This repository contains several models for a classification of the reduced WISDM dataset.
Neural networks are used for feature extraction and classification.
These were implemented in Python using the PyTorch library. The latest neural networks have been implemented in TensorFlow. All files or folders with a "_tf" or "_TF" in the name are for TensorFlow.
This repository is based on a Kaggle Competition. The website for this Competition can be found here.
The task is a classification of biometric time series data. The dataset is the "WISDM Smartphone and Smartwatch Activity and Biometrics Dataset", WISDM stands for Wireless Sensor Data Mining. The actual dataset was created by the Department of Computer and Information Science at Fordham University in New York. The researchers collected data from the accelerometer and gyroscope sensors of a smartphone and smartwatch as 51 subjects performed 18 diverse activities of daily living. Each activity was performed for 3 minutes, so that each subject contributed 54 minutes of data.
A detailed description of the dataset is also included in this repo. However, if you would like to view the original data, you can find the complete dataset here.
As already mentioned, a reduced dataset is used, which contains the following six activities:
A - walking
B - jogging
C - climbing stairs
D - sitting
E - standing
M - kicking soccer ball
Moreover, not only eleven different neural networks are available, but training procedures and data pre-processing scripts are also included.
Models (neural networks):
- PyTorch
- Linear / Multilayer Perceptron (MLP) model
- Convolutional Neural Network (CNN) 1D model
- Gated Recurrent Units (GRU), this is a Recurrent Neural Network (RNN) model
- CNN 2D model
- Long Short-Term Memory (LSTM) model
- Linear / Multilayer Perceptron (MLP) model
- TensorFlow
- MLP model
- CNN 2D model
- GRU model
- LSTM model
- Big GRU model
- Convolutional LSTM model
- MLP model
Files | Description |
---|---|
Datasets/ | contains the data and the submissions |
Models/ | contains the trained models |
Plots/ | contains all plots from the training and testing |
.gitignore | contains files and folders that are not tracked via git |
dataset_tf.py | provides the dataset and prepares the data for TensorFlow |
datasets.py | provides the dataset and prepares the data for PyTorch |
helpers.py | provides auxiliary classes and functions for neural networks |
Job.sh | provides a script to carry out the training on a computer cluster |
models_tf.py | provides the models for TensorFlow |
models.py | provides the models for PyTorch |
train_tf.py | provides functions for training and testing for TensorFlow |
train.py | provides functions for training and testing for PyTorch |
WISDM-dataset-description.pdf | further description of the dataset |
The scores were calculated by Kaggle. The metric is the categorization accuracy (ACC).

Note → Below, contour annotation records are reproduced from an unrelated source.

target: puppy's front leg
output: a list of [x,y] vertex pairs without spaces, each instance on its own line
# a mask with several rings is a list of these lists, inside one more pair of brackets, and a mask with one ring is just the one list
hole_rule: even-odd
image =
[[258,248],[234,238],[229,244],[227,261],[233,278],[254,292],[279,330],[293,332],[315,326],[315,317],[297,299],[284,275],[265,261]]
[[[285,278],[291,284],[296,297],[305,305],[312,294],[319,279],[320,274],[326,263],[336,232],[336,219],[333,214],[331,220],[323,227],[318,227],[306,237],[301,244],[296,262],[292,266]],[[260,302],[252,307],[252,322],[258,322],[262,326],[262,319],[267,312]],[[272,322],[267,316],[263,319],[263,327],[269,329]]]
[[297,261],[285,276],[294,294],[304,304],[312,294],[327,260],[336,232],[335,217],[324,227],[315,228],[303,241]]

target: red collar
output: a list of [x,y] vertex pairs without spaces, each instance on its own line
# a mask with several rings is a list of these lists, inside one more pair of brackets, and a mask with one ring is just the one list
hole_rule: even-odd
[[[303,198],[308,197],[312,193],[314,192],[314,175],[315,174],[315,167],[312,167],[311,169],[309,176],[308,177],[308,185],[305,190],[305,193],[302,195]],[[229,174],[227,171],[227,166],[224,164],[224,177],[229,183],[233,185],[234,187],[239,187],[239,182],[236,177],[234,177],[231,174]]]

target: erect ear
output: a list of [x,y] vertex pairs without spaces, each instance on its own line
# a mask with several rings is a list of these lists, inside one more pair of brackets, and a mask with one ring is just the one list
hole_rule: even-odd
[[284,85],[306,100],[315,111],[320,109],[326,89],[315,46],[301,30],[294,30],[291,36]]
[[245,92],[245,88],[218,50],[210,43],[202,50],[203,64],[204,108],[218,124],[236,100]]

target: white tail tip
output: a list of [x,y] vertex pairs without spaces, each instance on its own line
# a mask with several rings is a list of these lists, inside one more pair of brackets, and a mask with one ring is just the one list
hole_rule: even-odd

Models | Public leaderboard score | Training time (hh:mm:ss) | Parameters of the model |
---|---|---|---|
MLP_NET_V1 | 0.45856 | 00:05:22 | 902 |
CNN_NET_V1 | 0.51933 | 00:21:17 | 141,766 |
GRU_NET | 0.00000 | PyTorch GRU does not work | 0 |
CNN_NET_V2 | 0.85635 | 00:01:28 | 134,134 |
LSTM_NET | 0.83425 | 00:16:16 | 529,926 |
MLP_NET_TF | 0.90055 | 00:08:20 | 112,262 |
CNN_NET_TF | 0.87845 | 00:06:18 | 1,641,030 |
GRU_NET_TF | 0.89502 | 00:18:55 | 4,175,238 |
LSTM_NET_TF | 0.88950 | 00:19:04 | 4,470,150 |
GRU_NET_BIG_TF | 0.95027 | 00:22:47 | 10,621,830 |
CONV_LSTM_NET_TF | 0.93370 | 00:35:53 | 14,721,926 |
The two models GRU_NET_BIG_TF and CONV_LSTM_NET_TF were trained with an extended data set. For this purpose, three new features were added by means of feature engineering. The features are the Fast Fourier Transformation (FFT) of the individual signals.
In addition, these two models were trained with data created with a sliding window of size 200. All other models were trained with size 100.
The best model is therefore the GRU_NET_BIG_TF with an accuracy of 95.027%.